"Just a minute. Only three bodies on a warship? And what good could a mechanical educator do you if the men were all dead?"
"Three is all I found then, but there was another one. Three men and a captain compose an Osnomian crew for any ordinary vessel. Everything is automatic, you, know. As for the men being dead, that doesn't make any difference—you can read their brains just the same, if they haven't been dead too long. However, when I tried to read theirs, I found only blanks—their brains had been destroyed so that nobody could read them. That did look funny, so I ransacked the ship from truck to keelson, and finally found another body, wearing an air-helmet, in a sort of closet off the control room. I put the educator on it...."
"This is getting good. It sounds like a page of the old 'Arabian Nights' that I used to read when I was a boy. You know, it really isn't surprising that Brookings didn't believe a lot of this stuff."
"As I have said, a lot of it is hard to understand, but I'm going to show it to you—all that, and more."
"Oh, I believe it, all right. After riding in this boat and looking out of the windows, I'll believe anything. Reading a dead man's brain is steep, though."

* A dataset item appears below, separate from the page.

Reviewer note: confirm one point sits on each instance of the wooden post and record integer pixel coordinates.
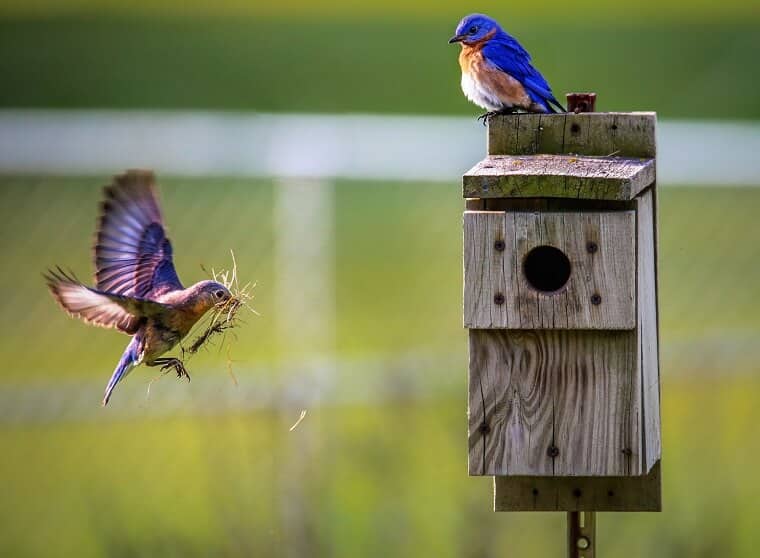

"I'll let you do it after we get there. I don't understand exactly how it works, myself, but I know how to operate one. Well, I found out that this man's brain was in good shape, and I got a shock when I read it. Here's what he had been through. They had been flying very high on their way to the front when their ship was seized by an invisible force and thrown upward. He must have thought faster than the others, because he put on an air-helmet and dived into this locker where he hid under a pile of gear, fixing things so that he could see out through the transparent arenak of the wall. No sooner was he hidden that the front end of the ship went up in a blaze of light, in spite of their ray screens going full blast. They were up so high by that time that when the bow was burned off the other three fainted from lack of air. Then their generators went out, and pretty soon two peculiar-looking strangers entered. They were wearing vacuum suits and were very short and stocky, giving the impression of enormous strength. They brought an educator of their own with them and read the brains of the three men. Then they dropped the ship a few thousand feet and revived the three with a drink of something out of a flask."
"Must have been different from the kind handled by most booties I know, then. The stuff we've been getting lately would make a man more unconscious than ever."
"Some powerful drug, probably, but the Osnomian didn't know anything about it. After the men were revived, the strangers, apparently from sheer cruelty and love of torturing their victims, informed them in the Osnomian language that they were from another world, on the far edge of the Galaxy. They even told them, knowing that the Osnomians knew nothing of astronomy, exactly where they were from. Then they went on to say that they wanted the entire green system for themselves, and that in something like two years of our time they were going to wipe out all the present inhabitants of the system and take it over, as a base for further operations. After that they amused themselves by describing exactly the kinds of death and destruction they were going to use. They described most of it in great detail. It's too involved to tell you about now, but they've got rays, generators, and screens that even the Osnomians never heard of. And of course they've got intra-atomic energy the same as we have. After telling them all this and watching them suffer, they put a machine on their heads and they dropped dead. That's probably what disintegrated their brains. Then they looked the ship over rather casually, as though they didn't see anything they were interested in; crippled the motors; and went away. The vessel was then released, and crashed. This man, of course, was killed by the fall. I buried the men—I didn't want anybody else reading that brain—hid some of the stuff I wanted most, and camouflaged the ship so that I'm fairly sure that it's there yet. I decided then to make this trip."
"I see." Loring's mind was grappling with these new and strange facts. "That news is staggering, Doctor. Think of it. Everybody thinks our own world is everything there is!"
"Our world is simply a grain of dust in the Universe. Most people know it, academically, but very few ever give the fact any actual consideration. But now that you've had a little time to get used to the idea of there being other worlds, and some of them as far ahead of us in science as we are ahead of the monkeys, what do you think of it?"